At first, I was quite surprised by my word as it seems like I'm starting in a negative place if I want to make things easier for myself (which I'm not) but after being considerate to myself for a year, it makes sense that I want to make little changes and hopefully ones that are for the better.

The thing I like about 'alleviate' too is that its a 'doing' word... If I have to make a decision where this word will help me, I'm probably going to have to actively do something to make it better and I like the idea of that too, rather than just thinking about things and being aware of them, I'm actually going to do something.

Also, why limit my word to just me right? Perhaps I can help make things easier for other people too...

I have a good feeling about 2013 already, how about you?

My 2012 word...

Yesterday Susannah Conway released her 2013 Unravelling workbook and after going through it last year and picking my word for 2012, I guess now is the time to reflect on how the year has been before I move forward into 2013.

My word for 2012 is/was considerate. I actually can't remember how I came upon this word, but it has always felt right. However, I can't decide if the year has come to suit the word, or if having the word meant that I had chosen to cope with whatever the year had to throw at me. And this year has thrown a lot at me.

Funnily enough, after reading through my original post about my word, I don't feel like I've really chosen where I want to be in 5-10 years time still, but in being considerate to myself, I've also come to realise that it doesn't matter any where near as much as I thought it did. A lot of the expectations for the next 5-10 years of my life don't actually come from me - they come from the people around me and what they think I should be doing (either directly about me, or in projecting where they think they will be in the future and expecting the same) and in realising that, I let them all go. And together, Thomas and I actually decided on a possible future that no one would have expected from us. And you know what, it feels like it could be the right thing to do. Scary perhaps, but right and in being 'considerate' with what's best for us, I'm actually much happier (and terrified haha)
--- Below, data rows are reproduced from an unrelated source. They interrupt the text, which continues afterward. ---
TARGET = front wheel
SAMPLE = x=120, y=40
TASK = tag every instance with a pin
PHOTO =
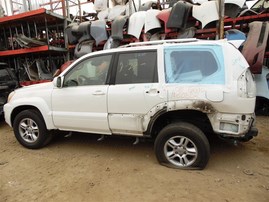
x=30, y=129
x=182, y=145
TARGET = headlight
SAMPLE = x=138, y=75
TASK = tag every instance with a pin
x=10, y=96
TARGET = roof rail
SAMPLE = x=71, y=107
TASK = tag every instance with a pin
x=160, y=42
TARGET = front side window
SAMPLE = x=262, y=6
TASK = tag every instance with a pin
x=91, y=71
x=137, y=67
x=199, y=64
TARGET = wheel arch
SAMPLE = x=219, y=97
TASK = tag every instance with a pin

It sounds simple saying 'I let them all go'. Letting go always sounds simple. But it wasn't and I don't let things go easily, in fact, I've mourned my 'losses' for a long time this year. And being 'considerate' to myself has been my crutch. I let myself sulk, mourn and cry because I know that I needed to. The good news though is that once I was done feeling bad about it all and getting it all out, I felt better. I remember once that someone told me, 'in order to clean a room, sometimes it needs to get dirty first...' and I think the same process seems to apply to me looking after myself and getting myself to where I need to be. Hopefully the dirty part is over though...

One thing I've made a 'considerate' effort to let go of is my worries... and the best thing I found to help me was this video from Marie Forleo about 'Dealing with being overwhelmed'. It might have even been a link from Susannah actually, but I've watched it once a week ever since I first saw it and it has worked. The first time I did it, I wrote out two full sides of A4, with no gaps, it just fell out of me through my pen. And then I crossed out 3/4's of it. Sure, those worries have crept back every week but the more I cross them out, the less important they seem.

Writing this post, it seems weird that one word has helped me so much with a year. That one word has helped me look at myself and realise that I like who I am and that I always have done. It has made me realise that a lot of things are out of my control and it is OK to let those things go. It has held me up through the unexpected and painful and its guided me through a lot of decisions. I guess part of me must have known that I needed to take some time to look after myself, though I didn't realise I needed a whole year.

I'm actually pretty nervous about choosing my 2013 word now (I have no idea what it will be yet) as the impact of 2012's word has been so huge, but at the same time, I'm ready to move forward and take that word on too.